Research shows that major American media outlets have either hosted or cited the military analysts more than 4500 times. At the same time it appears that of the 1300 news items dispatched in the week after it's made known that the Pentagon is deploying internally trained analysts, only two items are devoted to this scoop, both of them by PBS's NewsHour.'
Operation Mass Appeal
From the chapter The lead-up to the war against Iraq: 'According to former weapons inspector Scott Ritter, it's not the first time that the British intelligence service MI6 is making use of unsubstantiated information, and it could be an extension of a covert program which he personally took part in: Operation Mass Appeal. The goal of the MI6 operation is to influence British public opinion on the danger of Saddam Hussein with manipulated information.
Stories about how Saddam is concealing weapons of mass destruction and building up his arsenal of weapons are placed in Polish, Indian and South African media, which can then be referred to by the British government. By way of this manipulation, the British government hopes to gain public support for sanctions and military action against Iraq. In 1997 Ritter is recruited by MI6 for this program, and he decides to cooperate after receiving permission from Richard Butler, his superior at UNSCOM. After six months Ritter ends his participation in the operation.

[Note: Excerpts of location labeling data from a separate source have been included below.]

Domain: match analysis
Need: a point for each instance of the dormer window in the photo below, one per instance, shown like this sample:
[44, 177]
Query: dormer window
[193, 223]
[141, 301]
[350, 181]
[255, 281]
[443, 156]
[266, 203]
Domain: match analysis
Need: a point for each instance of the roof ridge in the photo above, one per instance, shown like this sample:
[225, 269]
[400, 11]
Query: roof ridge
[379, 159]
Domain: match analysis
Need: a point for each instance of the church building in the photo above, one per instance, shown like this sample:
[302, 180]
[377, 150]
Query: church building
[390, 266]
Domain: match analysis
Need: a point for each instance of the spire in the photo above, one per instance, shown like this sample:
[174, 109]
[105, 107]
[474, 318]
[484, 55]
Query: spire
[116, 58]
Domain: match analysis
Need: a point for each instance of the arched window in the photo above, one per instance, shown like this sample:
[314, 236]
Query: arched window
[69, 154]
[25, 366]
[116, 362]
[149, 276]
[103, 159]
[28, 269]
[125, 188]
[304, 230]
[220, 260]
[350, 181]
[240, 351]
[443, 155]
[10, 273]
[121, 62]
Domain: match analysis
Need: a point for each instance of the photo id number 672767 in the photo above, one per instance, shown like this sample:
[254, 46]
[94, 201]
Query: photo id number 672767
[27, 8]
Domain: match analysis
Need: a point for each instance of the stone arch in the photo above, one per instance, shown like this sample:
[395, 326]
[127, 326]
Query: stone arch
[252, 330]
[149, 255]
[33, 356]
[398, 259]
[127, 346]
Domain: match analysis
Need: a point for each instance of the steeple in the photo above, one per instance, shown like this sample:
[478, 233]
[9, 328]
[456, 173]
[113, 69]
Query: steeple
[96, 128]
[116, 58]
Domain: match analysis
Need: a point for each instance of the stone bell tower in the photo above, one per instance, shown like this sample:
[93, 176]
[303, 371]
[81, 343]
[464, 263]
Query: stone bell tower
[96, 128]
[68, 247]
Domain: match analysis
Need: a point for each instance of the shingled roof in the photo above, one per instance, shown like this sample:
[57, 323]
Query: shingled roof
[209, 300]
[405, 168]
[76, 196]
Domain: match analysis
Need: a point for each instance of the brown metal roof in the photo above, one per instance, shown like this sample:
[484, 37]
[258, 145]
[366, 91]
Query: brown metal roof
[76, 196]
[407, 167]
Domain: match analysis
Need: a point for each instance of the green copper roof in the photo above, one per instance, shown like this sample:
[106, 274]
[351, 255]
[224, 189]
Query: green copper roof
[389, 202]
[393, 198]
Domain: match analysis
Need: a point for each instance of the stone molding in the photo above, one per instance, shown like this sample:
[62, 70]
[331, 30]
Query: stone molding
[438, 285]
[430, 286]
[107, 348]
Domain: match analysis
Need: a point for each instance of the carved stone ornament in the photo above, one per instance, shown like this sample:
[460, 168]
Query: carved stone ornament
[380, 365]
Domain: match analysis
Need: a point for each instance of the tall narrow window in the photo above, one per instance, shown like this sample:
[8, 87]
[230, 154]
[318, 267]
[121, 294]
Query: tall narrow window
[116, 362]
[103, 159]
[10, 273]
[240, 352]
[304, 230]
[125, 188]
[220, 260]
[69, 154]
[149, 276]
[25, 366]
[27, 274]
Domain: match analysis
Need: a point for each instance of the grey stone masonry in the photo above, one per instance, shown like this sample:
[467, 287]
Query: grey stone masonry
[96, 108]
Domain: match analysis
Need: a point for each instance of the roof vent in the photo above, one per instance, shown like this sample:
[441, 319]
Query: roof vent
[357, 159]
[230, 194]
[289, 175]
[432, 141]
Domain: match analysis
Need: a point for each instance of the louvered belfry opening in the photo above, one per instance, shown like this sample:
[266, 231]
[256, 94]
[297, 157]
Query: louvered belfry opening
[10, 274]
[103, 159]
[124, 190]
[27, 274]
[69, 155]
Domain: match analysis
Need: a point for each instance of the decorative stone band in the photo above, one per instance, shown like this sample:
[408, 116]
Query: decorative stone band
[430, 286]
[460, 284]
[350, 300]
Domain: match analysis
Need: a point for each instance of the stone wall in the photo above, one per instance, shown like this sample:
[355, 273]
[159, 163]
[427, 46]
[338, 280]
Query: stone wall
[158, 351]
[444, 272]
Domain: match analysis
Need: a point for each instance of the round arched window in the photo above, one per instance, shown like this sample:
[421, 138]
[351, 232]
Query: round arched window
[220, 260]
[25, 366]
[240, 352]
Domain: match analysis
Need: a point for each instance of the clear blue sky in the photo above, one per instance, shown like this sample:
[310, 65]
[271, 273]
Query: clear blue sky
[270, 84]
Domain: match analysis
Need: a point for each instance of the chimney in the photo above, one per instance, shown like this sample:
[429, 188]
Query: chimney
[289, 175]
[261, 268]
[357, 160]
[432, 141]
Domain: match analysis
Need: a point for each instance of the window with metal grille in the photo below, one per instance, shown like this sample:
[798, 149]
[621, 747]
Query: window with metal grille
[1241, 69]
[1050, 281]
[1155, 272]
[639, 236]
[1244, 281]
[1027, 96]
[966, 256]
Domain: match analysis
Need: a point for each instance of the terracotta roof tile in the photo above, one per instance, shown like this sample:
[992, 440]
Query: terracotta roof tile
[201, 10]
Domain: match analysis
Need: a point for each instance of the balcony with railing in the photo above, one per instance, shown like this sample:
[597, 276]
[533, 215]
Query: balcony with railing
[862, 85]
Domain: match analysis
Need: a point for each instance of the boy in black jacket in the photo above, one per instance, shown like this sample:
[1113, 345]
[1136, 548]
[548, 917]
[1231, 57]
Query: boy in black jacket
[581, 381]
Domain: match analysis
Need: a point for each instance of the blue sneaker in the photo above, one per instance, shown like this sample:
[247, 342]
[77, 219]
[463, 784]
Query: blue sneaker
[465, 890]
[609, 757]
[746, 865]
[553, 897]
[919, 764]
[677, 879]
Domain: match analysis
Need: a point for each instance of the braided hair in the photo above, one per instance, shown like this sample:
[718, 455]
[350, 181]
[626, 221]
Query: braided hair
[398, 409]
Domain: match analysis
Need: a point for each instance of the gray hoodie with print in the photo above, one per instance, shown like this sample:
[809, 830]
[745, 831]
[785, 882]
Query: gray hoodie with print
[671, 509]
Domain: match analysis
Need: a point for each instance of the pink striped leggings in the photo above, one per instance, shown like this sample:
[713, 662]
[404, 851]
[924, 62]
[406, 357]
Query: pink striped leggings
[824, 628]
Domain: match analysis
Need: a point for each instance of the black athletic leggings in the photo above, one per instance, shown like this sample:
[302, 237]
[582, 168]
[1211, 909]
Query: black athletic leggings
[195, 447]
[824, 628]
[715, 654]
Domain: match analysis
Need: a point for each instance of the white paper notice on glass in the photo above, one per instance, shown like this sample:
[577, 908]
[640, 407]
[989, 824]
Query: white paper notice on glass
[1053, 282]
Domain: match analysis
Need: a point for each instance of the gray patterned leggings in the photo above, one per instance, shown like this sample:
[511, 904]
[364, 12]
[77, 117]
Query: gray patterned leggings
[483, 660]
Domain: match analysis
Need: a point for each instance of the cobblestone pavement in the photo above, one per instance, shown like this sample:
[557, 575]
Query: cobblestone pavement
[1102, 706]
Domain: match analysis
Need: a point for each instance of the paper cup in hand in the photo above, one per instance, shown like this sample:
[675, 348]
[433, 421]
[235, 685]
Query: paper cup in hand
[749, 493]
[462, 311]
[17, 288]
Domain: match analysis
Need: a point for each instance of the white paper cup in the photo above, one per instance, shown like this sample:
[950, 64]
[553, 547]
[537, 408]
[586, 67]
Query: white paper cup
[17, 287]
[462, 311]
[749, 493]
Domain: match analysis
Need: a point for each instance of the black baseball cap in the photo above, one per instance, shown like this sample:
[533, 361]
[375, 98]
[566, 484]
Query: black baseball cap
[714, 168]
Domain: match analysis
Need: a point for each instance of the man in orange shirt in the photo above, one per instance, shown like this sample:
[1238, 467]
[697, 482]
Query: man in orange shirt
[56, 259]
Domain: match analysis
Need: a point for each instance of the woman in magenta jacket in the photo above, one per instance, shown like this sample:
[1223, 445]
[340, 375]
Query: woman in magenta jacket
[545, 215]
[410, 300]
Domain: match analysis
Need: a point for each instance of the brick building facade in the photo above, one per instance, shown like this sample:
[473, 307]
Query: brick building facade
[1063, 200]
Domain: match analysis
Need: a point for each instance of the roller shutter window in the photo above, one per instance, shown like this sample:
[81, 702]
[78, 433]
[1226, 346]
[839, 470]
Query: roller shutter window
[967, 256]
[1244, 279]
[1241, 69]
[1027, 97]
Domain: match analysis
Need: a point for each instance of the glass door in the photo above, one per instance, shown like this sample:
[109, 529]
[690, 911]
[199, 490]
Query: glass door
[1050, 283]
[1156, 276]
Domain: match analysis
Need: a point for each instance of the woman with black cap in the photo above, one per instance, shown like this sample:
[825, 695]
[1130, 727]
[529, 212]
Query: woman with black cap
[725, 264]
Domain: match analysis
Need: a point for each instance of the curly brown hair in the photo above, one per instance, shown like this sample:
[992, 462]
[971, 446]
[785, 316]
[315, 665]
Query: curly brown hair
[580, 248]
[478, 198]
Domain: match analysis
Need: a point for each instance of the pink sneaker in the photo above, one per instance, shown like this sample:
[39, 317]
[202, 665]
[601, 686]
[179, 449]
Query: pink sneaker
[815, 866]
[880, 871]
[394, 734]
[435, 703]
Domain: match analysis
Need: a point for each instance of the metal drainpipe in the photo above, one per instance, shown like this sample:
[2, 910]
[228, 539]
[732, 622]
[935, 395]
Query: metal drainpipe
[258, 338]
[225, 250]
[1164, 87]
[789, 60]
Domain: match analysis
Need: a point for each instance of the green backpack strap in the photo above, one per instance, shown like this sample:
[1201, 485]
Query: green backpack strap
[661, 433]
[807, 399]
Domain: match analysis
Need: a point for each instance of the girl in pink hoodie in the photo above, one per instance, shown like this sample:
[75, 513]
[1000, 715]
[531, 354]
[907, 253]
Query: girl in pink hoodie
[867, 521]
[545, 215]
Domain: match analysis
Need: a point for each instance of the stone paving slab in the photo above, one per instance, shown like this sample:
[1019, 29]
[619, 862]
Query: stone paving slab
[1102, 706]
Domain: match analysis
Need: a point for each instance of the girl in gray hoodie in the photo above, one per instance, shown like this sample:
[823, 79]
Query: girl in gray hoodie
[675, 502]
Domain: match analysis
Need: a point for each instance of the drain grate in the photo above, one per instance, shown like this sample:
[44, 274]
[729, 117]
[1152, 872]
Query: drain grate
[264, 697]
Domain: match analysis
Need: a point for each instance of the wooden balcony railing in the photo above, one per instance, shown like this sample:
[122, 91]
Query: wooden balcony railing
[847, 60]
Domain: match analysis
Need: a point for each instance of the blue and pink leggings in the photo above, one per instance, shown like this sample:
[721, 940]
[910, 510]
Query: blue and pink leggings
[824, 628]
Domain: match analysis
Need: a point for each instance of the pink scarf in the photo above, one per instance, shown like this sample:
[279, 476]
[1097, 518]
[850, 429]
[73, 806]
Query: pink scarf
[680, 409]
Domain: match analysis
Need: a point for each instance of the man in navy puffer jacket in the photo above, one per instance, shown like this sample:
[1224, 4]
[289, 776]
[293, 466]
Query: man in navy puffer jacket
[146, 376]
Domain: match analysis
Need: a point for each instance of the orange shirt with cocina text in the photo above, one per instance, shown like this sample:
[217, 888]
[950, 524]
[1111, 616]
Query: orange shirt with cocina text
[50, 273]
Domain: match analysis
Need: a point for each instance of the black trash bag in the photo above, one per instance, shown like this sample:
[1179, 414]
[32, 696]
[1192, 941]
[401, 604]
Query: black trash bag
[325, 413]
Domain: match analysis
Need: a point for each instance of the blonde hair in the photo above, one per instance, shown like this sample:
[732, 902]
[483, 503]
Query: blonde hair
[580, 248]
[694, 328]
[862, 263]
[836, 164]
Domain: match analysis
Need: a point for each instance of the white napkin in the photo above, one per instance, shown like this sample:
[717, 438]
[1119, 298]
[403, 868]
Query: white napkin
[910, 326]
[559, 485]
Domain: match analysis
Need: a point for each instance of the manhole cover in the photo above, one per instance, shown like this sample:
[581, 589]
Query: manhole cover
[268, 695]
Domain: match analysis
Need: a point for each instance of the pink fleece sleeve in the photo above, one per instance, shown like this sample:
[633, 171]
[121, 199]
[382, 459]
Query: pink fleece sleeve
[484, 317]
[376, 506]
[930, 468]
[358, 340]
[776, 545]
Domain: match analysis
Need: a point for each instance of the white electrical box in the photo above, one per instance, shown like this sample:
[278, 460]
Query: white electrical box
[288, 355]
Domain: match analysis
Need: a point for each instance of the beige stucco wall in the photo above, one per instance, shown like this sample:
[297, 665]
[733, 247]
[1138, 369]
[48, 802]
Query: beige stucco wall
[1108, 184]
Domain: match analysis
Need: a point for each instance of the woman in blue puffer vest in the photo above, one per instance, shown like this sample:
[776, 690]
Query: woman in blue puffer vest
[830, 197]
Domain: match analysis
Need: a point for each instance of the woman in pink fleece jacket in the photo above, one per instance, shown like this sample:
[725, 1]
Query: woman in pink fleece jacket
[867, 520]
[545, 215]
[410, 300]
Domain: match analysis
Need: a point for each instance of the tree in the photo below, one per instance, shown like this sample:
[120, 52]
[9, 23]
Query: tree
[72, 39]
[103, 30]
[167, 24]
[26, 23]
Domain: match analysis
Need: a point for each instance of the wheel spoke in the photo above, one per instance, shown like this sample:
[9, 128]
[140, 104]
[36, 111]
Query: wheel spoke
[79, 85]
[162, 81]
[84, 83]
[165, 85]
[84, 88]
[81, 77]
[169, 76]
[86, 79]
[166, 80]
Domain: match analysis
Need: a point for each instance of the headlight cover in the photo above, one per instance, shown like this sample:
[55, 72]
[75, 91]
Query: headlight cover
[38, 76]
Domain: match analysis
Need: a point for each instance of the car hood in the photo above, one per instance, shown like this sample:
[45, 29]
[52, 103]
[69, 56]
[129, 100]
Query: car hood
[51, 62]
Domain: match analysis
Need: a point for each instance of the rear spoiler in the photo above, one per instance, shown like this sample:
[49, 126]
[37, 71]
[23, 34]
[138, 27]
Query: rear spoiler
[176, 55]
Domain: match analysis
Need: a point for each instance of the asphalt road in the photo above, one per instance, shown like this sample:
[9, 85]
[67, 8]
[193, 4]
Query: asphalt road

Ritter: 'The goal was to convince the public that Iraq was a much greater danger than it actually was.' According to MI6 the program is a success. In 2003 the existence of Operation Mass Appeal is officially confirmed. MI6 denies that use has been made of unsubstantianted information.
Operation Rockingham
Operation Rockingham takes place at the same time as Operation Mass Appeal. Former British Minister Michael Meacher writes that it appears from the testimony of Brigadier Richard Holmes before Parliament's Defence Select Committee that 'within, therefore, the UK intelligence establishment - MI6, MI5, GCHQ and defence intelligence - Rockingham clearly had a central, though covert, role in seeking to prove an active Iraqi WMD programme.' The information from Operation Rockingham and MI6 is processed by the Joint Intelligence Committee (JIC), the organization responsible for among other things the 2002 September dossier of British Prime Minister Tony Blair.
Scott Ritter confirms the existence of the Rockingham unit. It was established in 1991 by the Defence Intelligence Staff, a division of the British Ministry of Defence, and functions up until 2003, the year in which the Iraq war begins. Ritter, who claims to have been personally acquainted with the members of the Rockingham team, characterizes the unit as 'dangerous', in part due to the support it receives from the government. According to Ritter the policy comes 'from the very highest levels [...] Rockingham was spinning reports and emphasizing reports that showed non-compliance (by Iraq with UN inspections) and quashing those which showed compliance.' The information presented was very selectively chosen, a style which was later employed in America by the Office of Special Plans. Rockingham had to produce information that proved that Iraq was armed to the teeth even though 'UNSCOM was showing the opposite'.